Le vote des chasseurs, pas si facile à débusquer

Crédit AFP/Archives – By GUILLAUME SOUVANT

Malgré une forte captation du Front national ces dernières années, le vote chasseur, réservoir potentiel d’1,2 million de voix, reste difficile à débusquer pour les candidats à la présidentielle, tandis que ce monde de passionnés travaille à changer son image.

L’événement passa un peu inaperçu — occulté par l’annonce ce jour-là de la mise en examen de François Fillon — mais les candidats, ou leurs représentants, étaient invités le 14 mars à Paris à la puissante Fédération nationale des chasseurs (FNC). L’ancien Premier ministre fut le seul, avec Emmanuel Macron, à venir passer en personne le grand oral cynégétique.

Un gagnant, une consigne de vote? « Pas mon rôle », assure Willy Schraen, chef d’entreprise du Pas-de-Calais de 47 ans devenu en août président de la FNC. « J’ai transmis les éléments aux chasseurs de France, sur les interventions des candidats, en disant: à vous de vous positionner si vous souhaitez +voter chasse+, c’est-à-dire mettre votre passion en avant à travers votre vote ».

– Vote « pas homogène » –

Pas de consigne, mais des ressentis forts. Sur Benoît Hamon, allié aux écologistes, qui n’était pas représenté — « lui c’est clair, ne veut pas de nous, dont acte » –, sur Jean-Luc Mélenchon « allié aux communistes défenseurs historiques de la chasse populaire, mais lui-même bien loin de la chasse et de la ruralité ». Ou sur Marine Le Pen, « dont le positionnement pose problème, avec des gens pro-chasse auprès d’elle, mais aussi des +animalistes+, grands amis de Brigitte Bardot… ».

Y a-t-il un « vote chasse »? Moins visible en tous cas qu’aux beaux jours de CPNT (Chasse, Pêche, Nature et Traditions) dont le candidat Jean Saint-Josse recueillit 4,23% des voix à la présidentielle 2002, une chapelle qui rassemblait des fusils de droite comme de gauche. Sans candidat depuis 2007, le micro-parti de la ruralité s’est en 2012 associé aux Républicains et a nourri les propositions « chasse » du candidat Fillon.
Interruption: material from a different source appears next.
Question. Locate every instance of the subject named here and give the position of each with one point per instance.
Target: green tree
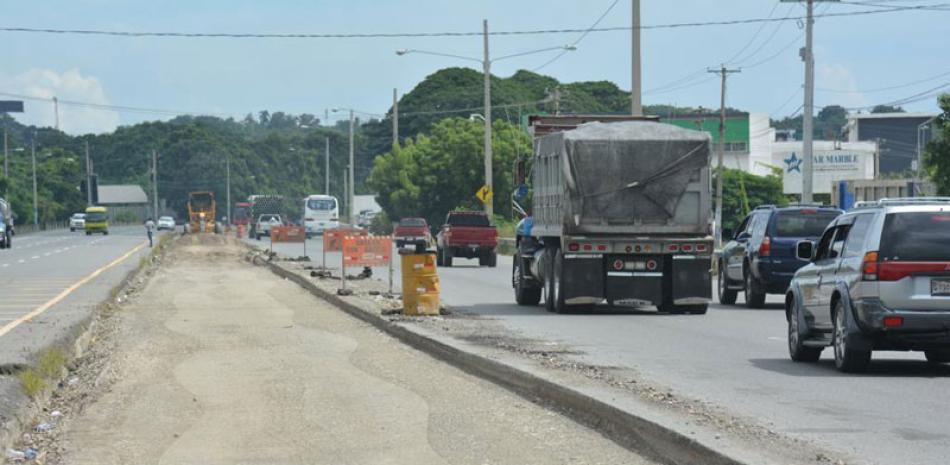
(937, 156)
(433, 174)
Mais il n’est qu' »une composante de la maison chasse », rappelle-t-on à la FNC.

En 2013, une étude approfondie de l’Ifop relevait que l’électorat chasseur n’était « pas homogène, loin s’en faut », mais « penche nettement plus à droite (54%) que le corps électoral français ». Et présente « un sur-vote très significatif en faveur de l’extrême droite »: Marine Le Pen avait en 2012 recueilli 25% chez les chasseurs, contre 18% globalement.

Willy Schraen avance que Marine Le Pen pourrait atteindre cette fois « jusqu’à 40% » chez les chasseurs. « Un vote rejet, de ras-le-bol », et non d’adhésion, affirme-t-il. Responsable? La chasse elle-même, coupable selon lui de s’être recroquevillée, laissant « un grand vide » dans lequel le FN s’est glissé. « On n’en serait pas là si les politiques avaient entendu depuis des années la voix que nous portions des territoires », dit en écho Eddie Puyjalon, président de CPNT.

– Chasseurs sachant se cacher-

« Trop longtemps, la stratégie de la chasse française a été +pour vivre heureux, vivons cachés+. Quelle erreur! On a tellement bien vécu cachés qu’au final on était incompris et rejetés par tous », peste Willy Schraen, résolu à communiquer sur « l’écologie de compétence, de terrain, de contact direct avec la nature » des chasseurs.

« Libérez-vous du quotidien. Rejoignez-nous! ». En février, sur les bus de Bordeaux, une campagne d’affiches de la Fédération de Gironde (43.000 adhérents, la première de France) invitait ainsi les citadins à s’évader et passer le permis de chasse avec une formule « zéro euro ». La chasse qui sort du bois?

« On fait rentrer la chasse dans la ville », explique la fédération, convaincue que l’image des chasseurs est en train de changer. Etudes scientifiques, entretien des zones humides, « il y a une prise de conscience de ce qu’on sait, de ce qu’on fait. On est devenu légitimes sur un environnement quotidien de bon sens, pas de +mise sous cloche+ », pose Henri Sabarot, patron des chasseurs girondins.

Ce que réclament surtout à présent les chasseurs aux politiques, c’est d’être reconnus « formellement », associés à la « gouvernance de la nature » au sein d’instances telles l’Agence Française pour la Biodiversité. Mais d’expérience, ils savent aussi qu’un scrutin législatif est mieux adapté pour influer sur les candidats.